Designer Karl Lagerfeld delivered the brand’s signature bouclé jackets in iridescent shades of aqua and sea green. White fringe on a jacket suggested foam churned up by fast-moving water. The reflective fringe on another ensemble called to mind moonlight on the surface of a still lake. And, of course, there was plenty of blue.
If there was any doubt about the collection’s connection to this rustic landscape, the models also wore clear plastic rain scarves, ponchos and boots, some embellished for a little oomph.
That extra embellishing was probably unnecessary: Many Chanel customers, the ones with the dough at least, are a bit like Deadheads in their obsessive loyalty. It doesn’t matter if the style doesn’t really change from one season to the next, or if a season isn’t particularly inspired. It’s the back catalogue and the conviviality that they love and desire.
It’s a wonder to look around at a Chanel audience and see guests draped in ensembles that cost the equivalent of car. At Tuesday morning’s security check point, editors marveled at the stream of Chanel bags rolling through the X-ray machines. Tens of thousands of dollars worth of quilted and bedazzled product.
A Chanel show is filled with smiling, selfie-snapping guests. It doesn’t matter that Chanel doesn’t change enormously from one seasons to the next; the house’s signature shapes, fabrics and flourishes are simply tweaked and manipulated. That’s not easy. In fact, it’s quite challenging to give people more of what they know, while making it all feel new and exciting and purchase-worthy.
A dynamic set that clearly and loudly announces the stature of a brand is helpful to the cause. As one editor wryly noted, fashion customers are as susceptible to “irrational exuberance” as stock market speculators. So it’s no wonder that the largest fashion companies here use their financial heft and cultural clout to finesse settings that leave guests open-mouthed with amazement and desire. Last week, Saint Laurent had the Eiffel Tower sparkling on command. Over the weekend, Givenchy settled into the Palais de Justice. The season opened with Dior setting up shop in the courtyard of the Rodin museum and it will end with Louis Vuitton inviting guests into the Louvre.

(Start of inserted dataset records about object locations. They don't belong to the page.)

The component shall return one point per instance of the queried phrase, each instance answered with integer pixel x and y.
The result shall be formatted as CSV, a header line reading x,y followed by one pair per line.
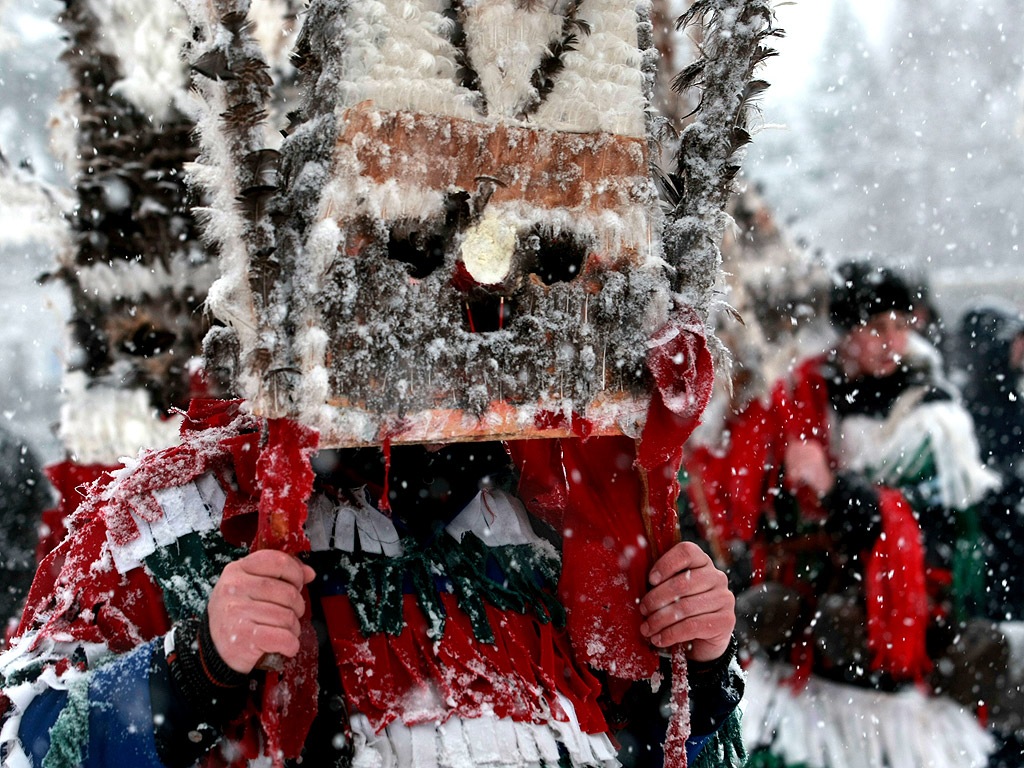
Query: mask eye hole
x,y
148,340
556,257
484,311
422,254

The clothes may or may not be wonderful. But the grand setting argues that the brand is important, therefore it’s products must be, too. And important clothes are worn by important people.
This collection was not one of Chanel’s bests. It had some winning looks and some clunkers, too — especially the distressed and lace embroidered denim. But it was wholly successful in communicating the enduring glory of its place in the culture. And surely the Chanel-heads were pleased.